Tucker handed him the phase pistol and said, "Good luck, doc." He resisted the urge to clap the Denobulan on the shoulder and told Malcolm and Hoshi, "If we want to get out of here alive, we'd best go now."
Hoshi's cheeks were wet with tears as they ran through the maze of alleys toward the outskirts of the city. The sound of gun fire had faded from their hearing, but it had gone on for a long time. Malcolm and Trip, who clutched his bleeding shoulder, looked haunted and grim as they ran, throwing one foot in front of the other and trying only to think about what was in front of them and not behind.

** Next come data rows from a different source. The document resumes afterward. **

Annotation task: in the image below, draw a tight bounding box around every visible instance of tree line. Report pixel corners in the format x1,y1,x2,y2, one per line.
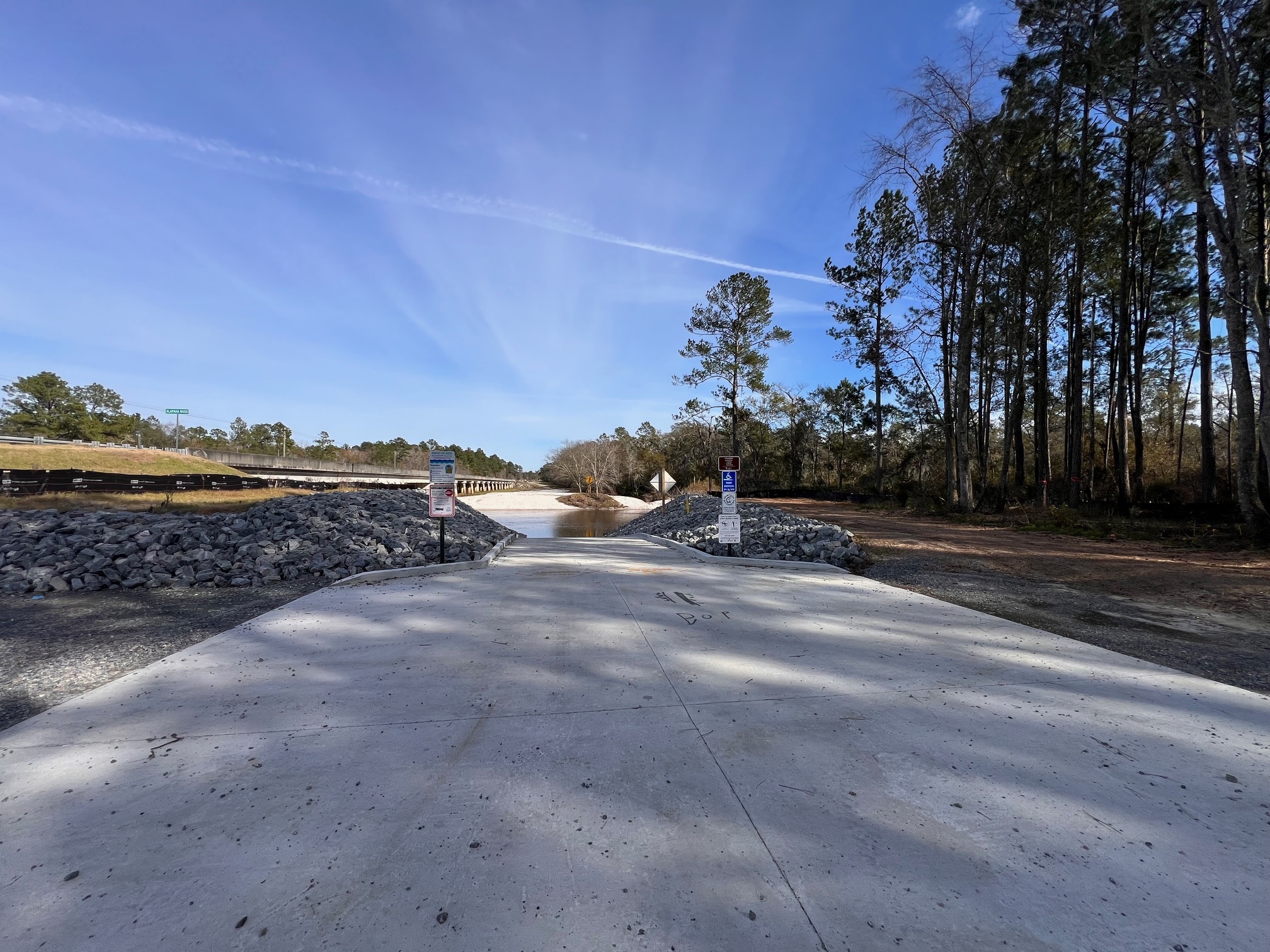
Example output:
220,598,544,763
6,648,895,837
0,371,525,479
551,0,1270,533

All they could do was run swiftly and surely over the hills and into the forest to the safety of the shuttlepod that would take them back to the Enterprise with one less passenger.

~

"He's dead." said Ensign Cutler aloud to herself as she laid the data pad on her bunk and held her head in her hands. Her shoulders shook with silent sobs for several minutes.
She had made many friends aboard the Enterprise, but none were so dear to her as Dr. Phlox. She wanted to tell herself that he had died bravely in an unrivaled act of self-sacrifice, but she couldn't formulate the thought. The grief was too great for that. It was too soon. Someday she would appreciate what Phlox had done, she would understand the necessity, and she would be proud to have known him. She would even come to appreciate the generosity of the captain allowing her read the report before anyone but the away team knew what had happened. She had been treated almost as a next-of-kin or as his best friend. But that night the pain of loss was too great for any other thought or emotion to find its way in.
"Why you?" she asked, sobbing, and knowing the answer.

~

When the time came, someone had to make the sacrifice. The choice had been his choice. Phlox had died to save three of his fellow crew members. The sacrifice was not in vain.